Monreale, 2 giugno 2026 – Il Comune di Monreale ha celebrato questa mattina la solenne ricorrenza dell’80° Anniversario della Fondazione della Repubblica Italiana.Il sindaco Alberto Arcidiacono ha preso parte alla festa organizzata dalla Prefettura di Palermo. La cerimonia è iniziata innanzi al monumento rappresentativo della Libertà, raffigurante la “Vittoria alata”, in piazza Vittorio Veneto, dove il Prefetto Massimo Mariani, accompagnato dal Comandante della Legione Sicilia dei Carabinieri, Generale di Divisione Giuseppe Spina, ha passato in rassegna lo schieramento interforze, le rappresentanze militari e le associazioni combattentistiche. Dinanzi alle massime Autorità civili e militari si è poi proceduto al rito dell’alzabandiera e alla successiva deposizione di una corona d’alloro in onore ai caduti.
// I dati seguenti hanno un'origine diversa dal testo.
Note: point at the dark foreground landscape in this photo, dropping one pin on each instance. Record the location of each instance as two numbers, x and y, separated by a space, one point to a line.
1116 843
Successivamente, a Monreale si è svolta ls cerimonia commemorativa e la deposizione di una corona d’alloro al Monumento ai Caduti, situato presso la Piazzetta San Castrenze.
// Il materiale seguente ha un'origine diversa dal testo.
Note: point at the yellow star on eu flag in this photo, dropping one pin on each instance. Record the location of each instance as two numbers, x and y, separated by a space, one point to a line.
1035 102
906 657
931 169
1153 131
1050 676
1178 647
Alla cerimonia monrealese, oltre alle massime autorità civili, religiose e alle Forze dell’Ordine, hanno preso parte il Sindaco Alberto Arcidiacono e il Deputato regionale e Presidente del Consiglio Comunale, Marco Intravaia, insieme a numerosi componenti della giunta municipale, tra assessori e consiglieri comunali, che hanno voluto testimoniare con la loro presenza la forte coesione delle istituzioni locali in una giornata così significativa.
“L’80° anniversario della nostra Repubblica – ha dichiarato il Sindaco, Alberto Arcidiacono – non è solo un traguardo storico, ma un’occasione per rinnovare l’impegno quotidiano verso i principi di libertà, uguaglianza e giustizia sui quali si fonda la nostra Costituzione. Rendere omaggio ai nostri Caduti significa onorare il sacrificio di chi ha reso possibile l’Italia di oggi.”
La manifestazione ha visto anche una sentita partecipazione della cittadinanza e delle associazioni locali, riunite per condividere insieme questo momento di alta coesione civile e memoria storica.